Just a basic nmap scan. Nothing crazy for now. I’m not expecting there to be any other services running for an IDOR based challenge, so this should do fine.

We can go to the webpage and we’re greeted with a picture of a corridor. Fitting, I suppose. A white corridor with black doors. The mouse is hovering over a door, showing a link. As you can see in the photo, each door has a link that looks like a hash. If we go through one of the doors (by clicking on the link) then we’re greeted with an empty room image: a plain white room

If we look at that room link the URL is ‘c4ca4238a0b923820dcc509a6f75849b’. Looks like a MD5 hash to me!

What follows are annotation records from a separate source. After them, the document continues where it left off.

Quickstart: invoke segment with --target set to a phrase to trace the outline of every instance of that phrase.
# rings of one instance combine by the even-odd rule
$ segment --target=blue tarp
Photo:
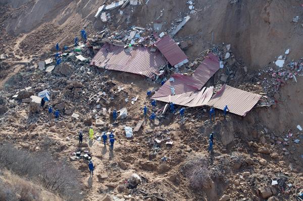
[[[49,101],[49,92],[46,89],[41,92],[39,92],[38,96],[41,98],[43,98],[44,101]]]

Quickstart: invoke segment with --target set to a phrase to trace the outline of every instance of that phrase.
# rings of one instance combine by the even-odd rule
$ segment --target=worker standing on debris
[[[57,61],[56,62],[56,64],[57,65],[59,65],[60,64],[61,62],[61,58],[59,58],[57,60]]]
[[[147,107],[146,105],[144,106],[144,108],[143,108],[143,112],[144,114],[144,118],[146,117],[146,114],[147,114]]]
[[[103,143],[104,143],[104,146],[106,146],[106,142],[107,141],[107,135],[105,133],[105,132],[103,132],[103,135],[102,135],[102,138],[103,138]]]
[[[91,141],[93,138],[93,129],[92,129],[92,126],[90,126],[88,133],[89,133],[89,140]]]
[[[110,139],[110,143],[111,144],[111,148],[112,149],[112,150],[113,150],[114,149],[114,142],[115,142],[114,138],[111,138]]]
[[[117,121],[117,110],[116,110],[116,109],[114,109],[114,111],[113,111],[113,120],[114,120],[114,122]]]
[[[75,47],[77,47],[78,46],[78,41],[79,40],[78,39],[78,37],[76,37],[76,38],[75,38]]]
[[[211,152],[213,152],[213,142],[211,140],[209,140],[209,142],[210,143],[210,146],[209,147],[209,152],[211,151]]]
[[[86,43],[87,39],[87,37],[86,37],[86,32],[85,32],[83,34],[83,42],[84,43]]]
[[[183,117],[183,116],[184,115],[185,111],[185,108],[184,108],[184,107],[182,107],[180,110],[180,115],[181,116],[181,117]]]
[[[81,37],[82,37],[82,40],[83,39],[83,36],[84,35],[85,33],[86,33],[86,32],[85,31],[84,29],[82,29],[82,30],[81,30]]]
[[[210,135],[210,140],[212,141],[212,143],[214,143],[214,132],[212,132]]]
[[[156,118],[156,114],[155,112],[153,112],[152,115],[149,116],[149,120],[154,123],[155,121],[155,118]]]
[[[211,123],[212,123],[212,118],[214,117],[214,122],[215,122],[215,109],[212,107],[210,110],[210,118],[211,119]]]
[[[59,115],[60,114],[60,112],[58,110],[56,110],[55,111],[55,118],[56,119],[58,119],[59,118]]]
[[[82,144],[83,140],[83,135],[82,130],[80,129],[79,131],[79,144]]]
[[[89,161],[89,163],[88,163],[88,168],[89,168],[90,174],[93,174],[93,164],[91,160]]]
[[[147,96],[150,96],[152,92],[150,91],[147,91],[147,93],[146,93],[146,95],[147,95]]]
[[[171,113],[175,113],[175,104],[174,103],[171,103],[169,104],[169,109],[171,111]]]
[[[153,101],[152,101],[152,106],[153,106],[153,109],[155,109],[155,108],[156,107],[156,106],[157,105],[156,102],[156,100],[154,100]]]
[[[223,112],[224,112],[224,118],[226,118],[226,113],[227,113],[227,110],[229,112],[229,109],[227,107],[227,105],[225,105],[225,107],[223,108]]]
[[[57,52],[56,53],[56,54],[55,55],[55,59],[58,59],[60,57],[60,53],[59,52]]]
[[[115,137],[114,136],[114,133],[113,133],[113,131],[111,131],[111,133],[110,134],[110,139],[111,138],[114,138],[114,137]]]

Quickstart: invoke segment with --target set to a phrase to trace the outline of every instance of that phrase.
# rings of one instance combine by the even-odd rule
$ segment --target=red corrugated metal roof
[[[159,73],[159,67],[166,64],[159,51],[150,52],[149,48],[134,47],[126,52],[123,47],[106,43],[92,59],[90,64],[106,69],[143,75],[149,78],[153,73]]]
[[[187,59],[187,56],[184,52],[169,35],[156,42],[155,45],[173,66]]]
[[[207,105],[208,102],[213,95],[214,87],[207,89],[204,87],[202,90],[196,92],[187,92],[174,96],[169,95],[159,98],[155,100],[165,102],[173,102],[176,105],[183,105],[188,107],[197,107]]]
[[[227,105],[230,112],[244,116],[258,103],[261,96],[224,85],[208,103],[223,110]]]
[[[219,58],[214,54],[209,53],[192,76],[174,74],[172,77],[175,81],[170,82],[169,80],[166,81],[152,98],[156,99],[171,95],[171,87],[175,89],[175,95],[200,90],[219,69]]]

I put the hash through crackstation, and what do you know it’s an MD5 Hash! A screenshot from CrackStation showing the above hash, and a green table (showing that the hash has been identified) showing that this is indeed an MD5 Hash for the number ‘1’

The hash is just for the number ‘1’. I decided to test this a little by running echo '1' | md5sum. Oddly I got a completely different output:

root@ip-10-201-96-172:~# echo '1' | md5sum
b026324c6904b2a9cb4b88d6d61c81d1  -

Odd.

I opened CyberChef up and tried an MD5 of ‘1’, and got the same hash that we recieved from the room link. Seems that my md5sum command is wrong. Ah well.
The text at the beginning of the room suggests where we need to navigate to get to the flag:

Can you find your way back to where you came?

Using CyberChef we can get the MD5 hash for the number ‘0’, then go to room ‘0’. The same blank white room as before, now with a flag (that has been censored)

And there’s the flag!

That was easy. This was a challenge under the ‘5 minute hacks’ category, and it really does match that description.
I knew what IDOR’s were before so it was pretty simple to work this one out. I’m still a little confused why my md5sum command gave me a different output, but CyberChef came in clutch.